Key Questions Answered
- •OCD Treatment Ladder: Roughly 30% of OCD patients fail both SSRIs/tricyclics and exposure response prevention therapy, making them candidates for surgical intervention. Deep brain stimulation and capsulotomy ablation currently achieve only a 50% responder rate, and even those responders retain symptomatic OCD, signaling a clear need for more precisely targeted approaches.
- •Nucleus Accumbens as Common Target: The ventral striatum, specifically the nucleus accumbens, gates reward-seeking behavior across OCD, binge eating disorder, addiction, and impulsivity. When this circuit is disrupted, individuals pursue rewards despite punishment or risk. Targeting this single region surgically may address compulsive behavior across multiple diagnoses rather than treating each condition separately.
- •Craving Cells as Biomarkers: Just as tremor cells in the subthalamic nucleus produce audible electrical signals matching tremor frequency, researchers have identified candidate "craving cells" in the nucleus accumbens. Detecting these signals with implanted electrodes during lab-provoked binge episodes allows closed-loop stimulation devices to intervene automatically at the precise moment craving escalates.

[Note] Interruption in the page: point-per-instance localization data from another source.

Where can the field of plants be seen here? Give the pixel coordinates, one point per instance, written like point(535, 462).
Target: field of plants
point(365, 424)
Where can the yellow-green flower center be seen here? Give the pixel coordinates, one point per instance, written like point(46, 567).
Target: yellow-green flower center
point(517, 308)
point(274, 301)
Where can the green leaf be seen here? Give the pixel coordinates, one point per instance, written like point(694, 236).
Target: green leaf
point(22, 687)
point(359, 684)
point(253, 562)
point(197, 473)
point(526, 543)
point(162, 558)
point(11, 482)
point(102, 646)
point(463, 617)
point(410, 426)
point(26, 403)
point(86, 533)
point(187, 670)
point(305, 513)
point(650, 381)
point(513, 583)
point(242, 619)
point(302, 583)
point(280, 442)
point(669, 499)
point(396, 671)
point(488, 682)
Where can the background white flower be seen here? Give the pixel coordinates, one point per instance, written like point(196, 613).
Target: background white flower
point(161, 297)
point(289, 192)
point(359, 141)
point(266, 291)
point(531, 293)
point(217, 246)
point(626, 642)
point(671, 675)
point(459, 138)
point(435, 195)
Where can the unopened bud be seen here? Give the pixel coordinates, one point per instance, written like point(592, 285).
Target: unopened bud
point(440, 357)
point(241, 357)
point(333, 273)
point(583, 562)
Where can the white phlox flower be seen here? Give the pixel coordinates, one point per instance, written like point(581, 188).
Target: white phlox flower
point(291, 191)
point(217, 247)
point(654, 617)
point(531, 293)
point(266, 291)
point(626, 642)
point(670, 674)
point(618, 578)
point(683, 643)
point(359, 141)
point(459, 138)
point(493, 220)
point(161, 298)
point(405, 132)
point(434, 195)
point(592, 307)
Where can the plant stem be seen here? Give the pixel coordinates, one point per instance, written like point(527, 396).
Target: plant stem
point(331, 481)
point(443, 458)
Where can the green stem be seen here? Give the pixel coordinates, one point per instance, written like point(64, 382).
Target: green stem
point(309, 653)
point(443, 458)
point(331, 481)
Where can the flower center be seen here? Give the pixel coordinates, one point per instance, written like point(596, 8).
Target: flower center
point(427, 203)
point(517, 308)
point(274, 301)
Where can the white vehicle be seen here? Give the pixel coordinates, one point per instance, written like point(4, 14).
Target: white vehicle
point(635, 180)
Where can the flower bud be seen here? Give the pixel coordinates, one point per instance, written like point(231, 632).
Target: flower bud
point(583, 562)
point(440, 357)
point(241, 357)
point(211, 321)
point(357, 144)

- •Non-Invasive Ultrasound Pathway: MRI-guided focused ultrasound is FDA-approved for tremor ablation without any incision or implanted electrode. Researchers are now testing whether the same technology can modulate rather than destroy tissue, and whether it can open the blood-brain barrier for targeted drug delivery, potentially creating a non-surgical route to treat psychiatric conditions once precise targets are confirmed.
- •Invasive Recording to Define Non-Invasive Targets: Stereoencephalography, placing sub-millimeter wires throughout the brain to map seizure circuits in epilepsy patients, is now being adapted to study OCD and depression. Pooling electrode data across large patient cohorts can identify consistent neural targets that would then translate into precise TMS or ultrasound treatment coordinates, eliminating the need for surgery in future patients.
Notable Moment
During awake deep brain stimulation surgery, patients occasionally burst into laughter or experience sudden panic when electrodes stimulate areas adjacent to motor targets. These accidental emotional responses revealed that limbic circuits overlap with motor circuits, directly inspiring the expansion of DBS therapy into psychiatric conditions like depression and OCD.